# 2014 Tournament Spreadsheet



## Bubbaette (Apr 10, 2005)

Here is my spreadsheet for the 2014 tournaments I could find to date. Feel free to post or pm me if you have one you want added and I will post an updated spreadsheet around the end of January. Hope it posts OK. It's an excel spreadsheet so hope it posts OK. I'll try to get an image posted later.


----------



## Zeitgeist (Nov 10, 2011)

Awesome Bubbaette!


----------



## Zeitgeist (Nov 10, 2011)

Very nice spread sheet! Love 2Cool! I will never forget the time, I waded next to you and you posted the flounder pics from the boat!


----------



## Bubbaette (Apr 10, 2005)

*Need Dates For:*
Broads with Rods
Lutes Marina Tournaments
Triangle Tail Chasers
Gulf Coast Redfish Tour
Texas Shootout Chorizo Tournaments
Babes on Baffin and Blue
Lone Star Kayak Series
Shallowsports Owners Tournament
Majek Owners Tournament
SCB Redfish Tournament
Woody's Powderpuff Tournament
Dargel Owners Tournament
Texas Trio Tournament
Tails & Tunes
Pasadena Police Tournament
Poco Bueno
Bastrop Bayou Tournament


----------



## Bubbaette (Apr 10, 2005)

Hopefully this image will work and you'll can read it.


----------



## tokavi (May 6, 2006)

Thanks for doing this Bubbette. Could you add the Cops Helping Kids Benefit Tournament. I sent you the info in a pm. I will get the date on Triangle Tailchasers to you.


----------



## TBL (Mar 27, 2012)

Thanks Bubette. Please add the "Ice Tour" to the list. This is a 2 day slam with side pots in Port Mansfield on February 21,22


----------



## aguaflaca (Aug 11, 2005)

Poco Bueno is always 3rd weekend in July.
tournament dates 7/16 - 7/19.
fishing days 7/18 & 7/19.


----------



## Zeitgeist (Nov 10, 2011)

They have not announced the dates yet but, the Rusty Hook Drum Tourney is in March. Here is a link to last years.

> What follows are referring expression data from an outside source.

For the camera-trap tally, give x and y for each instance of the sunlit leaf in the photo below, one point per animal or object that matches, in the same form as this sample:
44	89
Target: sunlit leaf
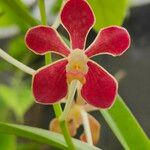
125	126
18	99
43	136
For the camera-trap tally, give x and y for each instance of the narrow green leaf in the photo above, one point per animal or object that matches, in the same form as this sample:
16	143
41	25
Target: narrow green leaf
125	127
16	98
42	136
7	142
108	12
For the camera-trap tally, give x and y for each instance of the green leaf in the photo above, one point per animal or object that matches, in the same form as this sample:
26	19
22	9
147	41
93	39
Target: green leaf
16	98
27	146
7	142
108	12
43	136
125	127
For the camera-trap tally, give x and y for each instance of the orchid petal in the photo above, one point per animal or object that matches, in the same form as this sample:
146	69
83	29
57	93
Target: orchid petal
78	18
42	39
112	40
100	88
49	83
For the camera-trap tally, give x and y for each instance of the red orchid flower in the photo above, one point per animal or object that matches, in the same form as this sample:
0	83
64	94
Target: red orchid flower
50	83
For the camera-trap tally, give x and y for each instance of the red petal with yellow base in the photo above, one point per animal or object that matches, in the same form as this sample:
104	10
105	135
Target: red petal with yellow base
42	39
49	83
100	88
78	18
112	40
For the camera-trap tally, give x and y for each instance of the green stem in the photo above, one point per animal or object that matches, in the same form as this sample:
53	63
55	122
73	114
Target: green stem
57	107
71	93
86	126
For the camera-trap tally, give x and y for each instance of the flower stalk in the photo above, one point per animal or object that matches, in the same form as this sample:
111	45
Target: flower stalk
87	128
48	60
69	101
16	63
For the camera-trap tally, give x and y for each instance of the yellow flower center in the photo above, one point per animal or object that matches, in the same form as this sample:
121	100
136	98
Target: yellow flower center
77	66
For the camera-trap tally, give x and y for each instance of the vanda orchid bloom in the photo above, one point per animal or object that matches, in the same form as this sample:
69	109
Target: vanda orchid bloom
50	83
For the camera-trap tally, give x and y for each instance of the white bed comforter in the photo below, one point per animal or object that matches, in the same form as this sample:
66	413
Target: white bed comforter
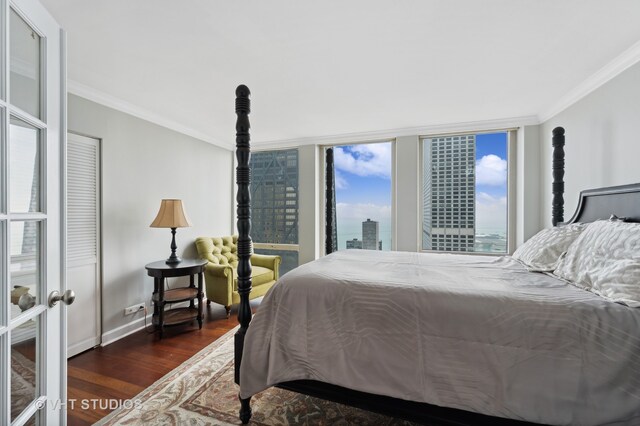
470	332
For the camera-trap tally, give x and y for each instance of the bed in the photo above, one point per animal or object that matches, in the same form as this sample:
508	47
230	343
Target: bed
441	339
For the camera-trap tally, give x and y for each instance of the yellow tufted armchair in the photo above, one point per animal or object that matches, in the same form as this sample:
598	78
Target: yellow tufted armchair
221	275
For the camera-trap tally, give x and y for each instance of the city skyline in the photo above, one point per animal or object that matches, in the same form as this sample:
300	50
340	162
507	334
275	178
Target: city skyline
363	188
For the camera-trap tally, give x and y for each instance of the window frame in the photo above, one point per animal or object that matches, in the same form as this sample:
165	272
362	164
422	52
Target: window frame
512	137
322	188
276	246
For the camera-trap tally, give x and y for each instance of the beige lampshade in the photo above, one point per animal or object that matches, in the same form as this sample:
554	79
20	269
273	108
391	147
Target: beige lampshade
171	215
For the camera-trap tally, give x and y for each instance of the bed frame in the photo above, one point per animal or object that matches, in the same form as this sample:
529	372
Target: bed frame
623	201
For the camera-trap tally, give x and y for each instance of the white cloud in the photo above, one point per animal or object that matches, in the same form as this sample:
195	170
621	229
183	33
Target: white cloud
491	170
341	182
491	212
362	212
372	159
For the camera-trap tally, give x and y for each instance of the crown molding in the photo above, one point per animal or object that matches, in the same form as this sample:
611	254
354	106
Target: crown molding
347	138
626	59
110	101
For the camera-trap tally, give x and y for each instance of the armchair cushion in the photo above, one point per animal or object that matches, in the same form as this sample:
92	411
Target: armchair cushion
259	275
221	273
219	250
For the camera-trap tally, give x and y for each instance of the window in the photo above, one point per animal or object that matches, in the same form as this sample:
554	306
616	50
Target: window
274	205
465	193
363	196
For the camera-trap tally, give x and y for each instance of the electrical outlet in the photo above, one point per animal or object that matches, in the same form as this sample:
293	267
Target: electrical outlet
135	308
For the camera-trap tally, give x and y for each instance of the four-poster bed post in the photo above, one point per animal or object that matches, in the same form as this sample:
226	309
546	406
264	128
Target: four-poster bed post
243	180
557	167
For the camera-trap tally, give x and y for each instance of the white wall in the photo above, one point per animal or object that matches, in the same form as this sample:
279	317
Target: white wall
309	210
602	141
408	186
528	176
141	164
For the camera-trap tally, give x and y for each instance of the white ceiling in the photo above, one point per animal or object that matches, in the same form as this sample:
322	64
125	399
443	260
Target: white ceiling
331	67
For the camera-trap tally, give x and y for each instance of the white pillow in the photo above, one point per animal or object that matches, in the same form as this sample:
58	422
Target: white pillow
605	259
542	252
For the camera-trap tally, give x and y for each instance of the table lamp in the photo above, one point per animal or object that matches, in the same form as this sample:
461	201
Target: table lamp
171	215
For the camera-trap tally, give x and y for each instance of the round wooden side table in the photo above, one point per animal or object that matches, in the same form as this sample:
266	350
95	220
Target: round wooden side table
161	297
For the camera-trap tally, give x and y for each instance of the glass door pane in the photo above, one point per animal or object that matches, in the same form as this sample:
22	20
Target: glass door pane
24	151
25	266
25	66
24	366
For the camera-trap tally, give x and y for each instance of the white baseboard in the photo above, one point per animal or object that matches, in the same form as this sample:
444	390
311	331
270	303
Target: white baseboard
135	325
82	346
122	331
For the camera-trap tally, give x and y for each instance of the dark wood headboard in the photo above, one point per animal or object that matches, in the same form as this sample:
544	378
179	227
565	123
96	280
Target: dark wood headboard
601	203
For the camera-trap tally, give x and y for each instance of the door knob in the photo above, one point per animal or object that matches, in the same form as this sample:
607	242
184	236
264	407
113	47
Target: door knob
67	298
26	301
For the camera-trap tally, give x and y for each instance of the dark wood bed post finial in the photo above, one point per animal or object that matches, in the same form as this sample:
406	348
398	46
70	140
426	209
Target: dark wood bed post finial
557	204
243	180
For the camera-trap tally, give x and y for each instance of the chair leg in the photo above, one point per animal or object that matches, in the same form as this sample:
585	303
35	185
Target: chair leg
245	410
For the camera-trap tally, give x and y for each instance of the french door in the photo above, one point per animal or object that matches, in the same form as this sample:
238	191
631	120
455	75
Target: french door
32	129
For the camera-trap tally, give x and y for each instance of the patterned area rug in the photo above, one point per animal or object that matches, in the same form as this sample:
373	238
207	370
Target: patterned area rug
23	383
202	392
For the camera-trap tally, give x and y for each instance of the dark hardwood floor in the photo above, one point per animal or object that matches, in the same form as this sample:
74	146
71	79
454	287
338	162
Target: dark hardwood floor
125	368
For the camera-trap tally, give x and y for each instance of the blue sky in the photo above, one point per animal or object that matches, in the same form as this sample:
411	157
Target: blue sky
363	186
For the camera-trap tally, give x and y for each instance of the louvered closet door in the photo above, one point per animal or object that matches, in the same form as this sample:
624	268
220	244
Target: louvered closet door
83	244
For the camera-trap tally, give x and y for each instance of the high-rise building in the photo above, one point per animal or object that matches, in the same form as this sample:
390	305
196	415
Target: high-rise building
274	196
370	235
449	193
355	243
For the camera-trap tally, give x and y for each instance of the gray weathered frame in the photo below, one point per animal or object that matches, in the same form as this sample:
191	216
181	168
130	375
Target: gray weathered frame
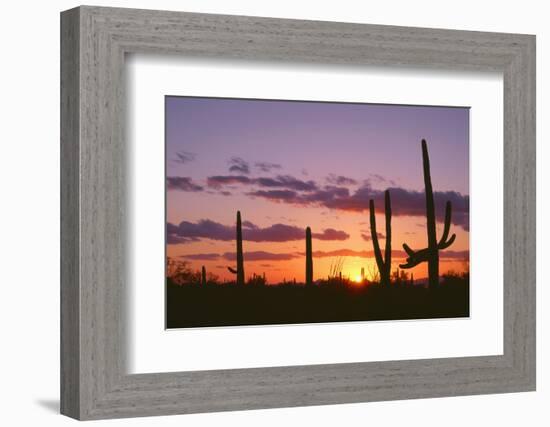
94	42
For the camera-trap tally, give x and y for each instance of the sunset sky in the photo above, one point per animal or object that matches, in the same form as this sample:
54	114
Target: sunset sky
287	165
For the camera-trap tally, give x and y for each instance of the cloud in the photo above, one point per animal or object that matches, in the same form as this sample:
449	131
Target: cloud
404	202
207	229
331	234
286	181
445	256
280	181
379	179
353	253
367	236
262	256
218	181
237	164
201	257
184	157
267	166
182	183
340	180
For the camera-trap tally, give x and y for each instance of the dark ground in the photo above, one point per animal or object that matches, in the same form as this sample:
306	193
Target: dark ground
230	305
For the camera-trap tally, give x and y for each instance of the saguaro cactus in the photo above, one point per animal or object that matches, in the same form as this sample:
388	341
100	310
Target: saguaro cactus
203	276
431	253
384	265
309	258
240	259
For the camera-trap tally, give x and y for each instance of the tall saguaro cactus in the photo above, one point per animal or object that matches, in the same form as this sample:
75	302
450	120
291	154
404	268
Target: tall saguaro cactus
309	258
431	253
203	276
384	264
240	259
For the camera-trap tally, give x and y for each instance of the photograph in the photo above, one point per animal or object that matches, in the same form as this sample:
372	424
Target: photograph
289	212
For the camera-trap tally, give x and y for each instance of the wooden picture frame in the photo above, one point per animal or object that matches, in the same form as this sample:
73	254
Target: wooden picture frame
94	382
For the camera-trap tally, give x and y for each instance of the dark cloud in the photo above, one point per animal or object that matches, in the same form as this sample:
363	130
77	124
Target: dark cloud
286	181
340	180
201	257
185	157
284	196
331	234
206	229
236	164
182	183
445	256
353	253
367	236
267	166
218	181
379	179
404	202
280	181
248	224
262	256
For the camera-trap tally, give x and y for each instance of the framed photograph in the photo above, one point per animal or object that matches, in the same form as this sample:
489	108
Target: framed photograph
262	213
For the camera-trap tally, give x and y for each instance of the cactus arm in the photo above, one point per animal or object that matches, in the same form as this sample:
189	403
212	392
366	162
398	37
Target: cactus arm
447	223
203	276
240	259
309	258
374	236
446	244
387	209
408	249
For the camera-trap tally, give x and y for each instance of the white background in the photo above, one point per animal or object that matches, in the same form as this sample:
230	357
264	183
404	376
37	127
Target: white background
152	349
29	225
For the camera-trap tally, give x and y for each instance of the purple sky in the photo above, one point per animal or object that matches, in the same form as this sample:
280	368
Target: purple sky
224	155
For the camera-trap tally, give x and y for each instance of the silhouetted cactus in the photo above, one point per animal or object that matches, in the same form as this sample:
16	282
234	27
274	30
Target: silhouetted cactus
309	258
431	253
384	265
240	259
203	276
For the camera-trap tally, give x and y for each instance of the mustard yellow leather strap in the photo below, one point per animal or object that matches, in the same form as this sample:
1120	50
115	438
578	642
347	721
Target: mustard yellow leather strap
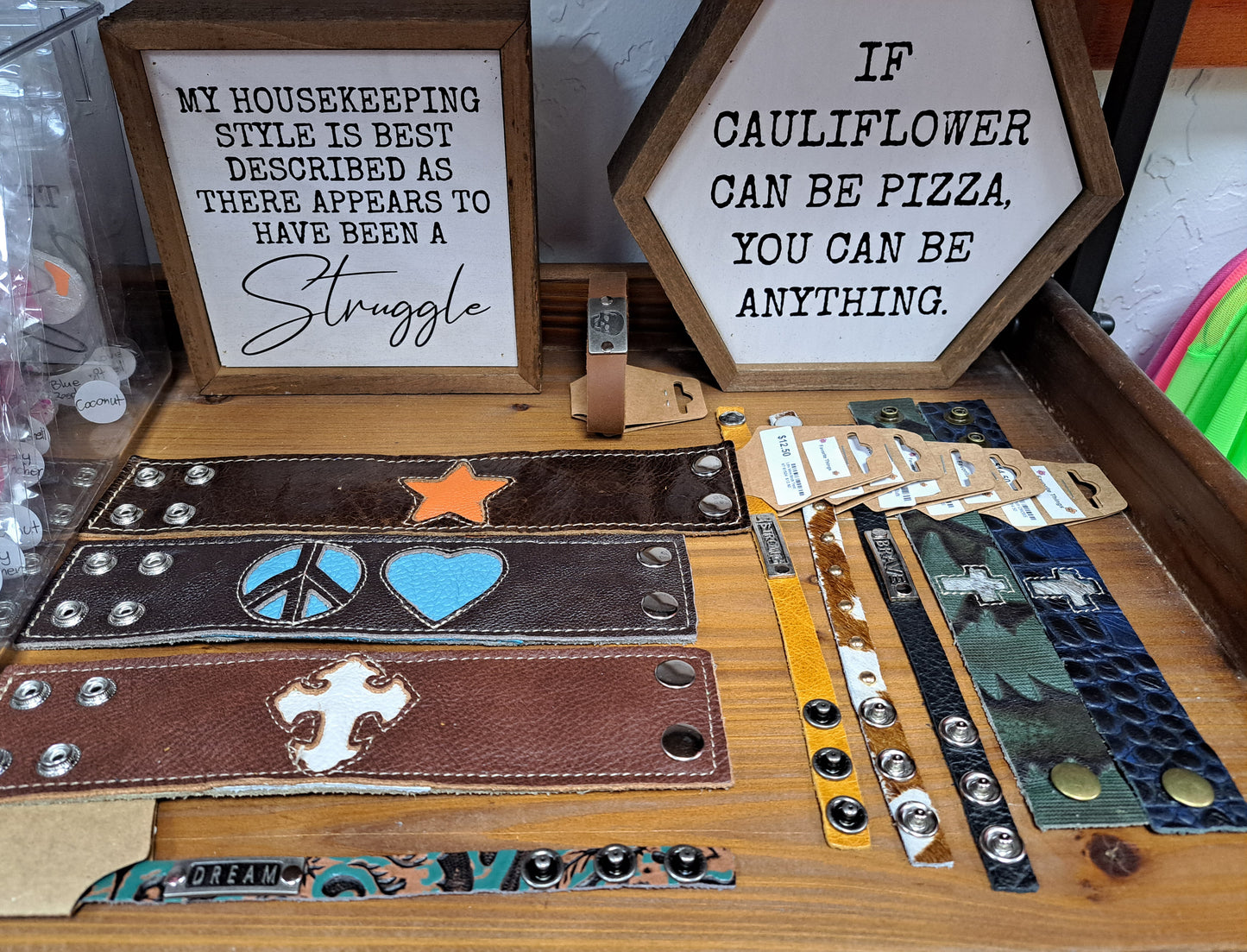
840	798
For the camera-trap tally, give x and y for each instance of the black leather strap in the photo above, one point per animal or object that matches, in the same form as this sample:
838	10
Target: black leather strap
963	751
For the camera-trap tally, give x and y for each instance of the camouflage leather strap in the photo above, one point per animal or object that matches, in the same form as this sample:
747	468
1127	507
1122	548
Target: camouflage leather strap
1062	767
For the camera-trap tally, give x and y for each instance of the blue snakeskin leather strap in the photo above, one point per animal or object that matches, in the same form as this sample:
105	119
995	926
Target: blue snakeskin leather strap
1134	709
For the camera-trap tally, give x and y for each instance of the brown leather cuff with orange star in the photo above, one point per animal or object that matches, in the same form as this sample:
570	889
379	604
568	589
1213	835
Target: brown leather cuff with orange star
489	590
689	490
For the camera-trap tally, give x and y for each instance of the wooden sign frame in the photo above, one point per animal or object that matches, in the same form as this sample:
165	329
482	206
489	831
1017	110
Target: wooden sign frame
501	25
695	65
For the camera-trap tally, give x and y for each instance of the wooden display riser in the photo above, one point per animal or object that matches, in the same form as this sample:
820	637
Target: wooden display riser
1099	890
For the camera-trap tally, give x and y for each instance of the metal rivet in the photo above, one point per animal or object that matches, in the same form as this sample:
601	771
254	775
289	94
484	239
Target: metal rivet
1187	787
683	741
918	819
198	475
58	760
685	864
660	605
67	613
896	764
179	514
832	762
96	691
847	815
1075	781
821	713
708	465
148	478
154	563
615	862
716	506
979	787
61	515
30	694
126	514
958	730
541	868
653	557
1002	843
675	672
879	713
125	613
98	563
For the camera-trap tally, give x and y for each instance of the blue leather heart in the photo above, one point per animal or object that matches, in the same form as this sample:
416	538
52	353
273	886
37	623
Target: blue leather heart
437	585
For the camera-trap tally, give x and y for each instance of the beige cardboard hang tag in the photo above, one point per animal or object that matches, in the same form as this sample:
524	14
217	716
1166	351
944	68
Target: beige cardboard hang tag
1011	481
1062	501
55	853
650	400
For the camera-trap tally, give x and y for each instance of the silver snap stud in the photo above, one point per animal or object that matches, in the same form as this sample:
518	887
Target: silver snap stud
198	475
615	862
683	741
847	815
832	762
918	819
96	691
879	713
58	760
675	672
541	868
958	730
60	515
660	605
716	506
154	563
126	514
979	787
653	557
30	694
125	613
179	514
685	864
821	713
896	764
1002	843
67	613
708	465
148	476
98	563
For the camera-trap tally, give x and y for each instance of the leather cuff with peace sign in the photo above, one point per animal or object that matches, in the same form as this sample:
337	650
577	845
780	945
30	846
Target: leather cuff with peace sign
565	589
689	490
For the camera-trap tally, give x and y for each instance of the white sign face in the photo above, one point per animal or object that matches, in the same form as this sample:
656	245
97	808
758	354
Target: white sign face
865	173
344	209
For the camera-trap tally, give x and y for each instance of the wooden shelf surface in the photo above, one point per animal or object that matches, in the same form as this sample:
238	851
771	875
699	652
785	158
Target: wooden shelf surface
1099	890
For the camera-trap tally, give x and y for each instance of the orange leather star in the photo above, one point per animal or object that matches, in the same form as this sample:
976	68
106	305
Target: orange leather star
460	492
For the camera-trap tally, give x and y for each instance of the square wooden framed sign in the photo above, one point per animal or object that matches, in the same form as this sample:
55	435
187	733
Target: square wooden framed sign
860	193
342	193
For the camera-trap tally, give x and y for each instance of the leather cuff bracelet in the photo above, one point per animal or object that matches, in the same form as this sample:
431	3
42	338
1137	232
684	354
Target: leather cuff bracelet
1181	783
691	490
1060	762
397	722
377	877
378	589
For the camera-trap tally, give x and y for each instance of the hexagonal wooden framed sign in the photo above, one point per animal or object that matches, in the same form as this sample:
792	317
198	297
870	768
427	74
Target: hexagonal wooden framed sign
842	193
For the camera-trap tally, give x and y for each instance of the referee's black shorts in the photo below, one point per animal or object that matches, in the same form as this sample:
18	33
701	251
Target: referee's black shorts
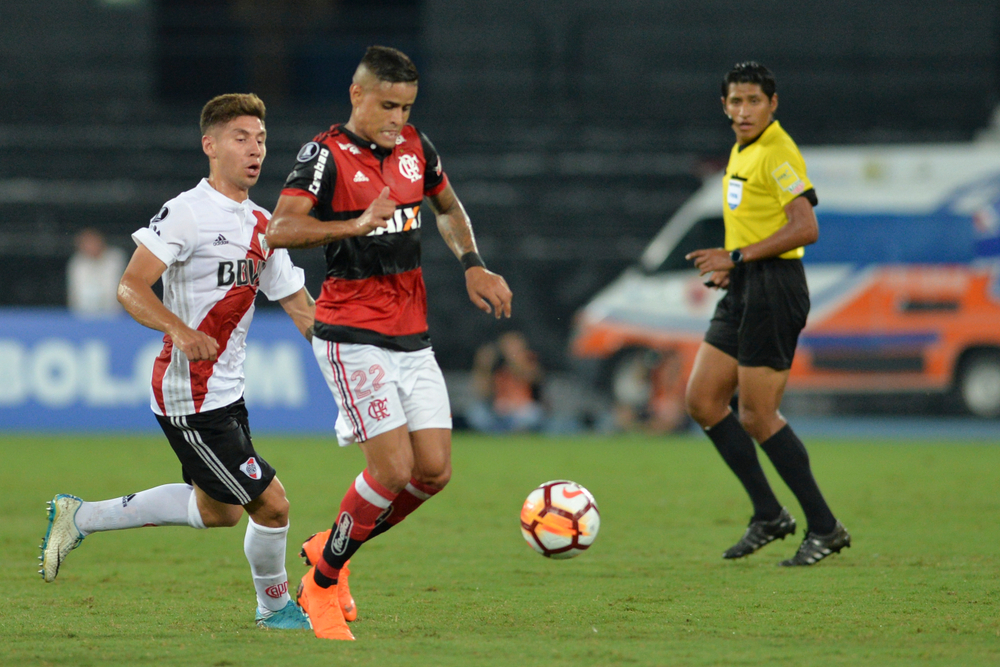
216	453
759	319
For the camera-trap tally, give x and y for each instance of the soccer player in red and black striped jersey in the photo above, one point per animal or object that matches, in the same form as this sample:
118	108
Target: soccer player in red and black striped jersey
358	189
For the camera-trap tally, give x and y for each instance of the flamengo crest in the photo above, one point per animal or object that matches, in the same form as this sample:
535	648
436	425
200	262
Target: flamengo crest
409	166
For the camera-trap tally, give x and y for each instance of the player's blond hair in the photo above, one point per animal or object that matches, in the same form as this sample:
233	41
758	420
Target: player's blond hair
223	108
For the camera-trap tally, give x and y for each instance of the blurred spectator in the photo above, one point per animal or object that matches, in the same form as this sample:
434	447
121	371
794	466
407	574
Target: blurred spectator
92	276
506	383
649	394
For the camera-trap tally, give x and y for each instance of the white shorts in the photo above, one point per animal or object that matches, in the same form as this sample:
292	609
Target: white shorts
378	390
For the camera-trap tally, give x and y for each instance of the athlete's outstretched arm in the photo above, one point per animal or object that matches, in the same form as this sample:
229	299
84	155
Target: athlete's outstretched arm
135	293
291	226
487	290
301	307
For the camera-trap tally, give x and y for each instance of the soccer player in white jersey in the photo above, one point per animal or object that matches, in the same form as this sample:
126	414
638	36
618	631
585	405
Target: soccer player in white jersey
208	246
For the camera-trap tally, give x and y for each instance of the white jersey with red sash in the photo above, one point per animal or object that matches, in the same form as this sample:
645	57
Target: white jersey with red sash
216	261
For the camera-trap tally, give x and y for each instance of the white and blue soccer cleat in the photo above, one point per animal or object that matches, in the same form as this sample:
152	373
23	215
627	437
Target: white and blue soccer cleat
62	536
291	617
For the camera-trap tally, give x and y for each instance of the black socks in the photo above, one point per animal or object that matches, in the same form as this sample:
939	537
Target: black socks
738	451
791	460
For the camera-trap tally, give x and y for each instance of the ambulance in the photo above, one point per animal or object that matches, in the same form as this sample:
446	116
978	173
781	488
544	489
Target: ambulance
903	280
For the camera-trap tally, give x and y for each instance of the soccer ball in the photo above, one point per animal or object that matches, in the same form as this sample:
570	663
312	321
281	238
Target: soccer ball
560	519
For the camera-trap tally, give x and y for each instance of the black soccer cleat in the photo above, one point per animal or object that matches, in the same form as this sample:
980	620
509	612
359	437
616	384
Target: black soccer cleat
815	548
762	533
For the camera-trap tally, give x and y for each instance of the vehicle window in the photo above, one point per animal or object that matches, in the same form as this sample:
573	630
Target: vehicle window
892	239
706	233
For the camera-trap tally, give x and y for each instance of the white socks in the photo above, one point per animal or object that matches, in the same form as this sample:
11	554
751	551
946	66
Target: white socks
265	549
167	505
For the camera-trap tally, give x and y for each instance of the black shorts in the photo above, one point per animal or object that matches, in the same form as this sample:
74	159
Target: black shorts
759	319
216	453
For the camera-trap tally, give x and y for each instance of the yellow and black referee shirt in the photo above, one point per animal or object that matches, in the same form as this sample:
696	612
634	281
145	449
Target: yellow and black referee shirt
761	179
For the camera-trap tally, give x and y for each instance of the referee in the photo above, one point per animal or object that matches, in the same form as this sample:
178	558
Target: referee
768	214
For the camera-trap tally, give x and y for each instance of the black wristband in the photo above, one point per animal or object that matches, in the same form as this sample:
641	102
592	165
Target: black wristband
471	259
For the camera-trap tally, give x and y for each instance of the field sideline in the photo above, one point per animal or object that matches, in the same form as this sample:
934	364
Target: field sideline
456	585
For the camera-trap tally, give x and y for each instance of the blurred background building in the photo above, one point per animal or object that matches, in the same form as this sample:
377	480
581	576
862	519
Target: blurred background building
571	130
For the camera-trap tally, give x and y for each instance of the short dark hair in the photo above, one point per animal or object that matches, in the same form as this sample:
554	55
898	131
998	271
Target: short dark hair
224	108
389	64
750	71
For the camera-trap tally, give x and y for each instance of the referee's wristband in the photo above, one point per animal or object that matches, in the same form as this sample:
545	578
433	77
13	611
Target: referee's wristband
471	259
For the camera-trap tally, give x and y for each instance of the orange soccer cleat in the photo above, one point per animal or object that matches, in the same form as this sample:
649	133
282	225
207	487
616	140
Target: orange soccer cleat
312	551
344	594
323	607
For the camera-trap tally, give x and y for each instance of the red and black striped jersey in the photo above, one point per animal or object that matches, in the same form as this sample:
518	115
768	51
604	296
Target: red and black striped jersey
374	289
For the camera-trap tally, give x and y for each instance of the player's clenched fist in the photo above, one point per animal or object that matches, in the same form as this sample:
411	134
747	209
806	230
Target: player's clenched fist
488	291
196	345
378	213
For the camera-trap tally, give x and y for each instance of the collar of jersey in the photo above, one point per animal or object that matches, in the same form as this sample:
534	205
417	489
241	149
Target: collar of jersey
376	150
773	123
221	199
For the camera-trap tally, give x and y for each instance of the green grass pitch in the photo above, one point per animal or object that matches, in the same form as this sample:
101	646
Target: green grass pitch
456	585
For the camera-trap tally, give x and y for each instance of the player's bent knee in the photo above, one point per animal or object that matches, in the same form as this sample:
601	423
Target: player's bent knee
438	481
221	519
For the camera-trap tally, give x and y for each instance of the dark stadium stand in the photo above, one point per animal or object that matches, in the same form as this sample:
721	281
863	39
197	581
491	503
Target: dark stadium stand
570	130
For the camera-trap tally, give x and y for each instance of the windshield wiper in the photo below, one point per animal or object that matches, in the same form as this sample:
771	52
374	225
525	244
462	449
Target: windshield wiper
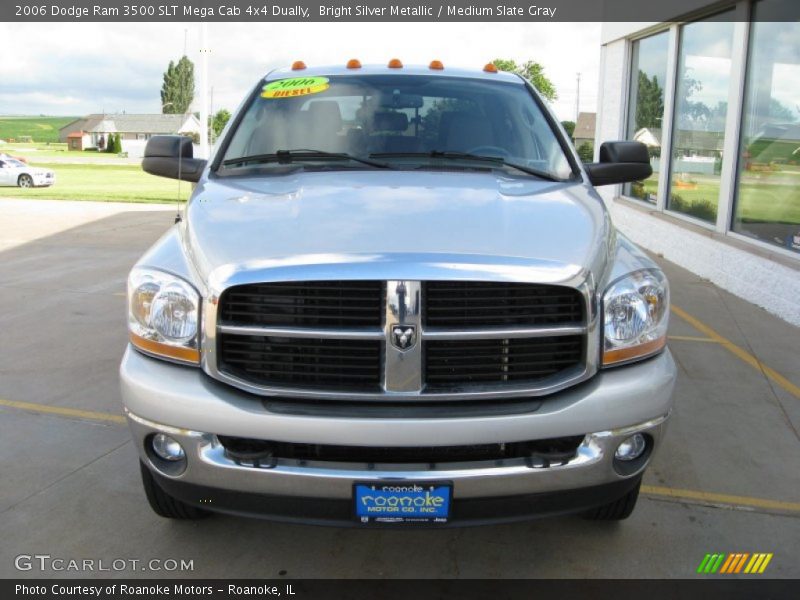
455	155
289	156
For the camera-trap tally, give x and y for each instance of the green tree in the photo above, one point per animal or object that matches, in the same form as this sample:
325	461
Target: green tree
780	112
218	122
533	72
177	91
586	151
649	102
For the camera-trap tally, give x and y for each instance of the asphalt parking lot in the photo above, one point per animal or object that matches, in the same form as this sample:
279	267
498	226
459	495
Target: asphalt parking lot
726	480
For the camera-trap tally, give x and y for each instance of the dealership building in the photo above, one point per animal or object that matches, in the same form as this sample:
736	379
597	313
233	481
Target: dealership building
715	95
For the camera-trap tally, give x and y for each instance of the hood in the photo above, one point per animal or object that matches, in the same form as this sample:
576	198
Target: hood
386	224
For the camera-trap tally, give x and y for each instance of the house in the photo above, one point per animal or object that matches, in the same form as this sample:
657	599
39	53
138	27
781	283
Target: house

http://www.rhfishing.org/index_files/Page1810.html


----------



## Jeff Atchley (Oct 21, 2013)

Thanks for doing that!


----------



## OneMoreCast (Jan 7, 2014)

Shallowsport Owners Tourney is always the weekend before Memorial day. May 16-17 for 2014


----------



## Roughneck (Oct 18, 2006)

Is there a Gulf Coast Boat owners tourney this year?


----------



## SeaY'all (Jul 14, 2011)

OneMoreCast said:


> Shallowsport Owners Tourney is always the weekend before Memorial day. May 16-17 for 2014


Onemore, are you going to be there?


----------



## mmcclure9 (Dec 19, 2011)

saving for later


----------



## Logan (Aug 7, 2009)

Trio is gorda is Jun 6-7.


----------



## royboy42 (Apr 28, 2007)

Texas Boys Outdoors Tourney last summer was a blast with a great turnout so we are doing 3 events this year with first stop on May 3rd in Galveston at West End Marina. Will post more info in a few weeks.


----------



## okmajek (May 29, 2012)

I think the Majek owners tournament is Aug. 9-10 
Same as last year, i'm trying to confirm that.
Its at the Roberts point park pavilion in Port Aransas


----------



## ReelAttitude (Nov 10, 2010)

2014 Schedule for Lutes Marine and RV's Tournament series...
May 3rd - First Tourney 
June 28th Chocolate Bayou FishBowl (Benefitting the Sarcoma Foundation) Does not go towards series.
August 9th - Second Tournament of the Series
September 6th - Third Tournament of the Series
October 4th - 2014 Invitational


----------



## texastailchasers (Aug 1, 2012)

*2014 Sunshine Kids Tournament*

Texas Tail Chasers 3rd Annual Charity Fishing Tournament will be held Saturday, September 27th 2014!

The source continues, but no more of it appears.